Areas I think they could improve on:
- The instructor wasn’t very vocal about intervals, when to switch and when to stop. Kind of quiet and I didn’t feel inspired to push myself. I heard my instructor say start and then the encouragement stopped there. We were left to push ourselves while staring at our heart rate overhead. I would have liked more intervals on the treadmill with countdowns and all.
- Kind of on the beginner side of things and neglected the more advanced clients, but this may be due to the demographic of Coral Gables, not necessarily the instructor. However, I do think it’s important to give advanced modifications as much as for beginners.
- Pace of class felt slow. We moved slowly from one circuit to the next and had a lot of rest time in between.
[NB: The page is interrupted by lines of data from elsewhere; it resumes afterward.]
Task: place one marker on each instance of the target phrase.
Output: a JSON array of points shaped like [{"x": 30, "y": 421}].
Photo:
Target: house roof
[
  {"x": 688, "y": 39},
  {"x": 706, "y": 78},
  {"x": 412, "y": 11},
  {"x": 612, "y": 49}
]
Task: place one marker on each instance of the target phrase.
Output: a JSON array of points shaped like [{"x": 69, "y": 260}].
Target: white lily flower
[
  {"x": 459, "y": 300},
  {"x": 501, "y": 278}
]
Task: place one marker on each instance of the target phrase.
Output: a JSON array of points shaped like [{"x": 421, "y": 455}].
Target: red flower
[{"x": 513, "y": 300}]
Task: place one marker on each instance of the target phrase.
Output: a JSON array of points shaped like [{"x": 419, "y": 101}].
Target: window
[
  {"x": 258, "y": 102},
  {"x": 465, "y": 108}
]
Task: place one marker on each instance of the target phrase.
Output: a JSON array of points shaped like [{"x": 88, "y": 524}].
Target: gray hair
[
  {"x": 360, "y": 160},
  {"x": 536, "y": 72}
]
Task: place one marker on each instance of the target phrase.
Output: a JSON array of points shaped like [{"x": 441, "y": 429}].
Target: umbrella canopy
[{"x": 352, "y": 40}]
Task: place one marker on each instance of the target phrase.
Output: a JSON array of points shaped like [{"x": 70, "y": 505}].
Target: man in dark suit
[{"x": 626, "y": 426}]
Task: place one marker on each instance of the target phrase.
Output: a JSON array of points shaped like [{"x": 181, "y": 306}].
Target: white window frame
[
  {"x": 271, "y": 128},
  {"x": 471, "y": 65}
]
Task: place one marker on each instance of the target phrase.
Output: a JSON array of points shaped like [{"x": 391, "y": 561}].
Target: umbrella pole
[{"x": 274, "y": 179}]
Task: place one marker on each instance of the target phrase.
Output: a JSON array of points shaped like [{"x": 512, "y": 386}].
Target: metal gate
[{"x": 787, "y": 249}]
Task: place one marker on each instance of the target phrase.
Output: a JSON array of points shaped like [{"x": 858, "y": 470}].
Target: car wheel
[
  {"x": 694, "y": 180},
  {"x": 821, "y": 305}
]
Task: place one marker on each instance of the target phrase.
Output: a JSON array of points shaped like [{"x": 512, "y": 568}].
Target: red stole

The rower was hard for me but once I got on that treadmill, I couldn’t get fast enough to get my heart rate actually pumping hard despite running at 9 for 2.5 minutes. Their class recommends your sprint as being 2 points faster than a jog. I can sprint at a 12.5 but my jog max is a 7. I know Barry’s has conditioned me but I swear the tread was slower than what it read out. I ran at a 10 for a minute which I rarely do at home and finally saw my heart rate rise! I missed countdowns and motivation to run faster but it was also peacefull being able to go at my own pace.
I was glad I ran into the founder of Rate Your Burn (who also gave me my first review – holy nerves knowing she was in class) last week to hear her thoughts on Orange Theory. While she has yet to take a class, she mentioned that she heard it was supposed to be more like a CrossFit hybrid which I hadn’t thought about! During the class, I kept comparing it to Barry’s Bootcamp but now I feel like I shouldn’t have. I have yet to experience a REAL CrossFit class because the ones I always take are 15 minutes of actual work and 45 minutes of stretching… but I can see how OTheory is like a mix between CrossFit and Bootcamp with Polar HR tracking.
I liked the class. I didn’t love it because I didn’t feel personally pushed enough on the treadmill or floor but with another instructor, location or class time, that might change.
They now have locations all over Massachusetts and soon in Back Bay. I’m looking forward to giving it another shot.